I wear an 8, sometimes a half-size larger or smaller, with feet as wide and fat as a halfpound hamburger—reverse clown-foot syndrome.

I give the giant my size. His eyes alight like a pinball machine on tilt. He rubs his papery hands and sets down his trash bag as gently as china. I pick up my drink.

He rummages through the bag, grunting and mumbling, before retrieving a pair of low-rise, brown-leather Pro Keds with Sunkist-orange stitching.

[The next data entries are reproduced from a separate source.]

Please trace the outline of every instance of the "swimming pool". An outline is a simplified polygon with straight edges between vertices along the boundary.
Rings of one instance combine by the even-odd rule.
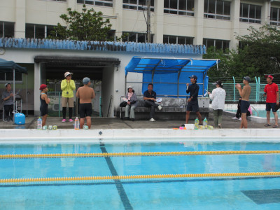
[[[240,139],[239,139],[240,140]],[[241,139],[242,140],[242,139]],[[138,153],[139,156],[0,159],[0,179],[280,172],[280,155],[144,156],[148,152],[280,150],[277,141],[1,144],[0,154]],[[141,155],[142,154],[142,155]],[[1,209],[276,209],[280,178],[209,177],[0,184]]]

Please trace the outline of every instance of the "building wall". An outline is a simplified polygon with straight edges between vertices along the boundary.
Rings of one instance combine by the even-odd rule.
[[[204,0],[195,1],[194,16],[164,13],[164,1],[155,0],[155,11],[151,13],[151,34],[154,34],[154,42],[162,43],[163,35],[180,36],[194,38],[193,44],[202,44],[203,38],[230,41],[230,46],[232,48],[238,43],[235,33],[247,34],[250,26],[258,28],[265,22],[270,22],[270,7],[280,8],[278,1],[225,1],[231,2],[230,20],[204,18]],[[239,22],[240,3],[261,6],[261,24]],[[15,38],[24,38],[26,23],[53,26],[59,22],[64,24],[59,15],[66,13],[67,8],[81,11],[83,7],[82,4],[76,3],[76,0],[66,2],[0,0],[0,21],[15,22]],[[109,18],[117,36],[120,36],[122,31],[146,32],[146,22],[142,10],[123,9],[121,0],[113,0],[113,7],[87,5],[87,7],[102,11],[105,18]]]

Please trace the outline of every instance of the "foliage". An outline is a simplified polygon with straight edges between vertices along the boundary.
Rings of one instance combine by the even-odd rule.
[[[102,12],[96,12],[93,8],[88,10],[83,6],[81,13],[67,8],[68,14],[62,14],[60,18],[66,23],[66,27],[60,23],[55,27],[48,38],[71,39],[78,41],[113,41],[108,33],[112,26],[110,20],[103,20]],[[121,38],[117,38],[119,41]]]
[[[241,48],[232,49],[227,54],[209,48],[204,58],[220,59],[218,70],[212,67],[210,77],[250,77],[280,73],[280,30],[270,24],[258,29],[251,27],[248,35],[238,36]]]

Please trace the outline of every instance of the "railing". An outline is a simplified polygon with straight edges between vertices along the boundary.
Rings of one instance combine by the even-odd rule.
[[[223,83],[223,88],[225,89],[226,92],[225,102],[238,102],[240,97],[239,92],[235,88],[235,85],[238,83],[236,82],[236,80],[237,80],[236,78],[232,77],[232,79],[233,83]],[[208,83],[208,90],[211,92],[213,89],[216,88],[216,85],[212,84],[212,82],[215,80],[213,78],[210,78],[209,80],[211,80],[211,82],[209,81]],[[222,79],[221,80],[223,81]],[[238,80],[241,80],[239,78]],[[241,85],[241,87],[243,88],[243,84],[241,83],[240,84]],[[251,94],[249,98],[250,102],[265,102],[266,98],[263,96],[263,94],[265,93],[263,92],[263,90],[265,89],[266,85],[267,85],[266,83],[262,83],[262,84],[260,83],[260,78],[255,77],[254,78],[251,78],[251,81],[250,83],[251,86]]]

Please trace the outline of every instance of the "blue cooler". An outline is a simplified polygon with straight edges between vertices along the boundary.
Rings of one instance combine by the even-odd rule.
[[[24,125],[25,124],[25,115],[22,113],[15,113],[15,124]]]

“They’re…they’re beautiful,” I say, like a teen boy pawing his first budding bosom. I’ve long worn old-school Pro Keds, loving the chunky-slim silhouette and vibrant color palette. Plus, they’re far plusher than Converse, which are as comfortable as cardboard duct-taped to your feet. “I know,” the shoe guy says, nodding. He orders a Guinness and drinks deeply. “Try them on.” Alcohol is a magically transformative drug. Under the influence, men become confident conversationalists. Our moods brighten, emotions spill out and, in bed, we last longer than a commercial break. With good comes bad: fisticuffs, urinating on shrubbery and poor decision making.

Sober, I would’ve told the shoe salesman to push off. But three sheets to the wind and staring at 2 a.m., nothing seems more natural than dipping my toes into lightly soiled Pro Keds. Like Cinderella’s glass slipper, the shoes fit perfectly. My toes roam like happy buffalo, while my arches stand tall and proud.

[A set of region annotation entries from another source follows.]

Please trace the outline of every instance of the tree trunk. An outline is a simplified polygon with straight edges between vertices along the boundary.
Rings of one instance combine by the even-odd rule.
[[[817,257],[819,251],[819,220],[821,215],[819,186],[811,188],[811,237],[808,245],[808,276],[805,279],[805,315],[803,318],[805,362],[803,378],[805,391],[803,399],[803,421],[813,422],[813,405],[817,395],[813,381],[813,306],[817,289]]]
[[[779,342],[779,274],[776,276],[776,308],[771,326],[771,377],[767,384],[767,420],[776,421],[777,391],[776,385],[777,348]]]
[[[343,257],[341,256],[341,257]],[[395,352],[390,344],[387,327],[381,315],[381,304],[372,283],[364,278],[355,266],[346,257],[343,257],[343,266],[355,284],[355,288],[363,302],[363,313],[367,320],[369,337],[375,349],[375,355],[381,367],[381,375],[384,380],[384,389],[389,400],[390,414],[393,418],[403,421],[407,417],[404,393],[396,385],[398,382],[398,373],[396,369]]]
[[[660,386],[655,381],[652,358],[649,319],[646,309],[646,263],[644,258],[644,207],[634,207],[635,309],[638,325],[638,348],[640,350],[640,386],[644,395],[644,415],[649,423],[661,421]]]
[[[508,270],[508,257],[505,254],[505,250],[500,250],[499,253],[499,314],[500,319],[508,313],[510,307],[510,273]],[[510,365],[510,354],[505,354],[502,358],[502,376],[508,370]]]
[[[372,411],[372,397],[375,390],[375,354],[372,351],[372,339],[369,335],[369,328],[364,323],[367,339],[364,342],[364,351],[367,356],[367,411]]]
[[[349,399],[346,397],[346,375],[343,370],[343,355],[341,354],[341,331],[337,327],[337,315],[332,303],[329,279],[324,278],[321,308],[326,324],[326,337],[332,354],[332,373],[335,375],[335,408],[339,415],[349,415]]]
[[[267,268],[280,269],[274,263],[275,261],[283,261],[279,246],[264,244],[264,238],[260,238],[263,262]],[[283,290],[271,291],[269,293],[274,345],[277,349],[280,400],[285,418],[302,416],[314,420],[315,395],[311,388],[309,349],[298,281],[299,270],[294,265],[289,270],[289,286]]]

“They look good, man,” Aaron says. “Real good,” the salesman echoes, appraising my feet. “Give them a spin around the bar.” I stroll the room like it’s my private catwalk, sashaying past patrons sipping plastic-cup mixed drinks, past the green-fuzzed pool table and the decommissioned kitchen.

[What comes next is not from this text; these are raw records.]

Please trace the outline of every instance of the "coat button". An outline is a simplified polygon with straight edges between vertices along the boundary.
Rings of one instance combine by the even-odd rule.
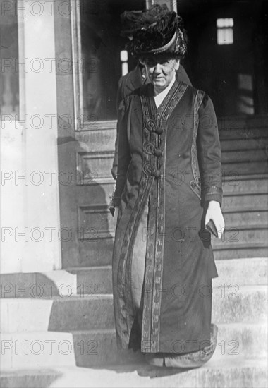
[[[155,178],[160,178],[161,176],[161,171],[160,170],[156,170],[154,171],[154,176]]]
[[[162,156],[163,151],[162,151],[159,148],[157,148],[154,151],[154,154],[157,157],[159,157]]]
[[[161,135],[162,133],[163,133],[164,130],[161,127],[157,127],[155,128],[155,132],[157,133],[157,135]]]

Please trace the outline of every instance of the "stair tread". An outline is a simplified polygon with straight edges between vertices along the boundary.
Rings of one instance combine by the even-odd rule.
[[[266,284],[243,284],[239,287],[239,289],[243,289],[244,291],[267,291],[267,286]],[[8,298],[6,299],[1,299],[1,303],[9,303],[16,301],[18,303],[21,304],[24,303],[32,303],[34,301],[36,301],[36,303],[42,303],[47,301],[48,300],[52,301],[61,301],[63,303],[67,302],[73,302],[75,301],[99,301],[99,300],[112,300],[113,294],[111,293],[95,293],[92,296],[88,297],[88,295],[85,296],[84,298],[81,298],[80,295],[71,295],[68,298],[62,298],[61,296],[55,296],[50,299],[40,298],[40,299],[23,299],[18,298]]]
[[[262,371],[263,373],[263,382],[264,382],[264,373],[267,370],[266,360],[233,360],[213,359],[205,365],[191,370],[176,370],[174,368],[161,368],[151,366],[145,363],[131,363],[126,365],[115,365],[109,367],[97,368],[80,368],[77,366],[71,368],[53,368],[51,371],[47,370],[47,374],[52,374],[59,376],[49,387],[211,387],[212,380],[217,379],[215,383],[219,382],[219,377],[224,387],[233,387],[232,377],[237,378],[236,373],[239,373],[241,382],[244,382],[244,374],[250,375],[253,383],[253,379],[257,377],[254,375]],[[218,376],[218,371],[222,371]],[[251,371],[251,372],[250,372]],[[210,374],[209,374],[210,372]],[[229,372],[229,376],[225,373]],[[24,376],[37,375],[42,375],[42,370],[27,370],[20,371],[4,372],[3,377]],[[249,377],[248,377],[249,378]],[[224,379],[224,380],[223,380]],[[248,379],[247,379],[248,380]],[[225,381],[226,380],[226,381]],[[204,384],[204,385],[203,385]],[[222,387],[222,384],[217,387]],[[239,385],[240,387],[240,385]],[[245,387],[246,385],[241,385]],[[252,386],[252,385],[251,385]],[[248,385],[247,385],[248,387]]]
[[[217,241],[215,238],[213,238],[212,241]],[[219,241],[219,243],[221,243]],[[233,243],[231,245],[217,245],[217,247],[213,247],[213,250],[220,250],[220,249],[240,249],[240,248],[268,248],[268,245],[262,243]],[[235,257],[233,257],[235,258]],[[226,260],[226,259],[224,259]]]

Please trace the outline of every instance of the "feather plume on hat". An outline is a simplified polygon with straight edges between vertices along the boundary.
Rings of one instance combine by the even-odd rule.
[[[183,20],[166,4],[156,4],[145,12],[125,11],[121,17],[121,35],[132,38],[126,48],[134,56],[161,53],[185,56],[188,36]]]

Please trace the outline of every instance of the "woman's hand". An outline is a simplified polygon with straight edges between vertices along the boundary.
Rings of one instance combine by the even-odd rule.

It’s as if the kicks were cobbled for my wide, hirsute feet. I feel pretty, so very pretty! Is this what it feels like to be a belle at the ball? “How much?” I ask. I remove the shoes and place them on the rum-stained bar. Excitement and alcohol preclude me from noticing that the insoles are absent, ripped out as if to erase bad memories or unbecoming stains.

The salesman scratches his mottled chin and fills his mouth with beer. “I suppose, you know, I could stand to take $10 for the shoes. Just $10,” he pleads, desperation sneaking into his voice.

Ten bucks? For the same reason that I worship Vanessa’s dollar pork dumplings and 2 Brothers $1 slices of pizza, I’m unable to ignore a bargain. And despite being of don’t-ask, don’t-tell origin, these shoes— retailing for $60-plus—are a surefire deal. “Sold,” I say, peeling off a wad of ones. He pockets the money and picks up his sack. “Wait,” Aaron calls, eager for his own footwear, “are you selling other shoes?” “What size are you?” “Nine, 10.” “No, man, I just got purses,” he said, edging toward the door. “And I don’t think you’ll look good wearing those.”